When Frederica came back he exerted himself to open the back door of the car for her. She got in meekly enough, and then said, “Would you mind just driving me up to the school and back, or just anywhere, while I think things out? I seem to have got rather into difficulties.”

“You do,” he said, more knowingly than he felt. He thought it would be injudicious to question or lecture her, though he felt some compulsion to do both. He was, in addition, not very eager to go back into his own room and start thinking out his own position. He started the car and drove off, obediently. After a few moments, in a crackling and rustling of paper skirts she began to climb over into the front seat.

“Get down.”

“Why?”

“It’s not safe. And I don’t want you.”

“Why don’t you?”

She landed beside him in a tangle of arms and legs, wriggled and got upright. He drove slowly on. After a moment she put an unequivocal hand on his knee.

“Frederica, this has got to stop. You’re making both of us ridiculous.”

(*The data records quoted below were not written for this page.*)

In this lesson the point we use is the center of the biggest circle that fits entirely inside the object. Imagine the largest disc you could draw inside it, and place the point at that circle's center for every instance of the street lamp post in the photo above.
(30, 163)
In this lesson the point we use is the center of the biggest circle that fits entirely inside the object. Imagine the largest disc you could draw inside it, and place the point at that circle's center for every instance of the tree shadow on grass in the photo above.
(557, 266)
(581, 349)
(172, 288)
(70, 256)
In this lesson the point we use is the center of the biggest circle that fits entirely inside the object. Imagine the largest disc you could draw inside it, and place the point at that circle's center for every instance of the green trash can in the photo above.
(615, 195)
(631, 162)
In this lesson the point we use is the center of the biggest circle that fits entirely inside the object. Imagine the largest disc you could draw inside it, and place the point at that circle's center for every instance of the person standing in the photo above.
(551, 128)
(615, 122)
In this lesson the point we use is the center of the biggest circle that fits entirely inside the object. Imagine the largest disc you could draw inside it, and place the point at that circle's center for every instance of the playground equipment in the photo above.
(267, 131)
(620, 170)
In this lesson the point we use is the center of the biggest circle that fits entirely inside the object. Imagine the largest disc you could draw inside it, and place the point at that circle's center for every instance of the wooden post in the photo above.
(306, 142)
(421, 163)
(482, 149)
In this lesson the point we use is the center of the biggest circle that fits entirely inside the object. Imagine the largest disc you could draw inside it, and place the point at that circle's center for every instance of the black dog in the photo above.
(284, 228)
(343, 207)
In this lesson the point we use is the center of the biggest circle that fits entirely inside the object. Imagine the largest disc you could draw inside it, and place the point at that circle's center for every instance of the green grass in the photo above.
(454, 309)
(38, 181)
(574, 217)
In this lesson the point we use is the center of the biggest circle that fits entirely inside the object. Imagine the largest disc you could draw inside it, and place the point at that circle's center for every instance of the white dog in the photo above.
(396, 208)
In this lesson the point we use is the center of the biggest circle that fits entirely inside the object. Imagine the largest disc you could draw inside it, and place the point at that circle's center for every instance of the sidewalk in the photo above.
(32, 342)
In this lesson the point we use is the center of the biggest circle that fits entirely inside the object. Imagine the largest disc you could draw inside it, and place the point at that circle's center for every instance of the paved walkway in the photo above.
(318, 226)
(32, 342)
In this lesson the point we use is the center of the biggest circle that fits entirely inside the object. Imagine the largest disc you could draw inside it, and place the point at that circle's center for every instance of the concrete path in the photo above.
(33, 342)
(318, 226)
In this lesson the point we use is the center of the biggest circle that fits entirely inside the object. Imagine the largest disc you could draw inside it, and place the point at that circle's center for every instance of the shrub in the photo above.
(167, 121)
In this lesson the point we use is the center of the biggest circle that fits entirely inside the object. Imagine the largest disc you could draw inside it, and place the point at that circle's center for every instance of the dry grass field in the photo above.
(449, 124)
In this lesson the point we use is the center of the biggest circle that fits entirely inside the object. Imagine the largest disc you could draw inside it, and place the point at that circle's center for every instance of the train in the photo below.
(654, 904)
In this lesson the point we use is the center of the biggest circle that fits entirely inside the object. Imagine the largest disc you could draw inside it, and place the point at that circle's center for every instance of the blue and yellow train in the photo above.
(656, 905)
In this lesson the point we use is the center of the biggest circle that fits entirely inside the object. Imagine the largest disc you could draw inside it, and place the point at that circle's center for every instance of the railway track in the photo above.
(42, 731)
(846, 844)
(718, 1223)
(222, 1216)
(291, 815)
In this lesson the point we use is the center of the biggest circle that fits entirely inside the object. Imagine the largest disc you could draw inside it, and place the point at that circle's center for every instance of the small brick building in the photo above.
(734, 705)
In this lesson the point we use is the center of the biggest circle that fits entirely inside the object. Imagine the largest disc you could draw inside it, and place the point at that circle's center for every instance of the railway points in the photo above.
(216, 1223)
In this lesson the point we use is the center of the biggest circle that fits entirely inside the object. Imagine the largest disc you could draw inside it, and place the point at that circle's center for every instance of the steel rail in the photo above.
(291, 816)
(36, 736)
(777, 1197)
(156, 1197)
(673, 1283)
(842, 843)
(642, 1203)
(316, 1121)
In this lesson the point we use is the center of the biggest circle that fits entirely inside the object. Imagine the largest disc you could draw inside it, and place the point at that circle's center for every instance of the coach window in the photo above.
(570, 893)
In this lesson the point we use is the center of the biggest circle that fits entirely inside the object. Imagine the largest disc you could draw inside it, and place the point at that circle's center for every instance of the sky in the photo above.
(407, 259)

“I don’t care about that.”

“Well, I do.”

He pulled up. They were now, by some accident of his habits, in the mouth of the old concrete drive leading to the OTC Nissen huts and the Castle Mound. From high elms came an absurdly uproarious dawn-chorus of birdsong. The terrible girl flung herself furiously on him, and clutched thin fingers tightly in the hair behind his neck. For what seemed a very long time he struggled uselessly to free himself: she was very strong. Finally he managed to break her grip, and pushed her back into her seat, holding her hands down into her lap. He was panting. She had scratched his ear, and drawn blood.

“This is not my idea. I don’t want this, Frederica.”

“Are you quite sure?”

“I ought to know.”

“Well, I expect I’ve thought about it more than you have,” she said, as though this explained her indubitably superior insight. He looked at her: dangling, uncombed red hair, blue-shadowed chalky face, creased bow, cross stare. She was a parody of the virgin in the garden.

“What on earth were you doing all night?”